I was introduced to this area by Künzel et al. (2019) (thanks to Mike McKenna). That paper introduces a generic intervention estimator for ML methods.
We describe a number of metaalgorithms that can take advantage of any supervised learning or regression method in machine learning and statistics to estimate the conditional average treatment effect (CATE) function. Metaalgorithms build on base algorithms—such as random forests (RFs), Bayesian additive regression trees (BARTs), or neural networks—to estimate the CATE, a function that the base algorithms are not designed to estimate directly. We introduce a metaalgorithm, the X-learner, that is provably efficient when the number of units in one treatment group is much larger than in the other and can exploit structural properties of the CATE function. For example, if the CATE function is linear and the response functions in treatment and control are Lipschitz-continuous, the X-learner can still achieve the parametric rate under regularity conditions. We then introduce versions of the X-learner that use RF and BART as base learners. In extensive simulation studies, the X-learner performs favourably, although none of the metalearners is uniformly the best. In two persuasion field experiments from political science, we demonstrate how our X-learner can be used to target treatment regimes and to shed light on underlying mechanisms.
Since then, many papers have been recommended to me. Probably I should start from recent reviews such as Guo et al. (2020), Kennedy (2023), Funk et al. (2011) or Chernozhukov et al. (2017).
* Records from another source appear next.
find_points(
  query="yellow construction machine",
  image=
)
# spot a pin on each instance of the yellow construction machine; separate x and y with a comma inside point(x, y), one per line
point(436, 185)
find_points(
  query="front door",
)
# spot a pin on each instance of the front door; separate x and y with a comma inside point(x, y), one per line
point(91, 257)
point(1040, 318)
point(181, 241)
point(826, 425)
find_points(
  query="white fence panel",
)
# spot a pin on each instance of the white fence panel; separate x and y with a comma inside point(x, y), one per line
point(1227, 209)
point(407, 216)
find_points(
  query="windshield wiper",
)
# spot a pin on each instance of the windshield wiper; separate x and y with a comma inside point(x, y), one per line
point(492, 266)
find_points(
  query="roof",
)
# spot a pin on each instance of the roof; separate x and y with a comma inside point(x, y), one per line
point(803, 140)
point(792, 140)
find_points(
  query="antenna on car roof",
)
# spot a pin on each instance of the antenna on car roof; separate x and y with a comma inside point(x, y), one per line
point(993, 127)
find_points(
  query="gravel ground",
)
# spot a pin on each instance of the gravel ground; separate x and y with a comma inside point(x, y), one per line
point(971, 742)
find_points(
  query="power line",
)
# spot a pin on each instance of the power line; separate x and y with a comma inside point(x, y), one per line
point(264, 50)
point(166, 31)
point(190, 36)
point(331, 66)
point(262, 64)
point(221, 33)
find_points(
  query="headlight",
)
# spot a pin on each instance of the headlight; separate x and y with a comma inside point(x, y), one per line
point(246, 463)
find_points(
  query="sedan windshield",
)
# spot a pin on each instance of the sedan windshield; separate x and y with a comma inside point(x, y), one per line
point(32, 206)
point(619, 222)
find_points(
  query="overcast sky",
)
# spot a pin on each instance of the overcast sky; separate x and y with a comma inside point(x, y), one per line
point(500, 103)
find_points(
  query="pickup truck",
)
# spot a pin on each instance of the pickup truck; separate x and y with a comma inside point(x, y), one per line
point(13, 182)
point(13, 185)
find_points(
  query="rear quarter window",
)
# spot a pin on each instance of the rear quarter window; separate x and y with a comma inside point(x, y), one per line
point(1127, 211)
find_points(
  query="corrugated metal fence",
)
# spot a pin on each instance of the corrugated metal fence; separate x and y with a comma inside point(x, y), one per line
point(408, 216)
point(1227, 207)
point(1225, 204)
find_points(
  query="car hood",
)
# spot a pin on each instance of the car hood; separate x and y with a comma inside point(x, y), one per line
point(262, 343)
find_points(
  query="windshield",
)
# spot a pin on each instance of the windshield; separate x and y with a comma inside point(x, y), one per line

See also Mishler and Kennedy (2021). Maybe related: Shalit, Johansson, and Sontag (2017), Shi, Blei, and Veitch (2019).
1 Tooling
1.1 “Generalized” random forests
generalized random forests (Athey, Tibshirani, and Wager 2019) (implementation) describe themselves:
GRF extends the idea of a classic random forest to allow for estimating other statistical quantities besides the expected outcome. Each forest type, for example
quantile_forest
, trains a random forest targeted at a particular problem, like quantile estimation. The most common use of GRF is in estimating treatment effects through the functioncausal_forest
.
1.2 EconML
-
ALICE (Automated Learning and Intelligence for Causation and Economics) is a Microsoft Research project aimed at applying Artificial Intelligence concepts to economic decision making. One of its goals is to build a toolkit that combines state-of-the-art machine learning techniques with econometrics in order to bring automation to complex causal inference problems. To date, the ALICE Python SDK (econml) implements orthogonal machine learning algorithms such as the double machine learning work of Chernozhukov et al. This toolkit is designed to measure the causal effect of some treatment variable(s) \(t\) on an outcome variable \(y\), controlling for a set of features \(x\).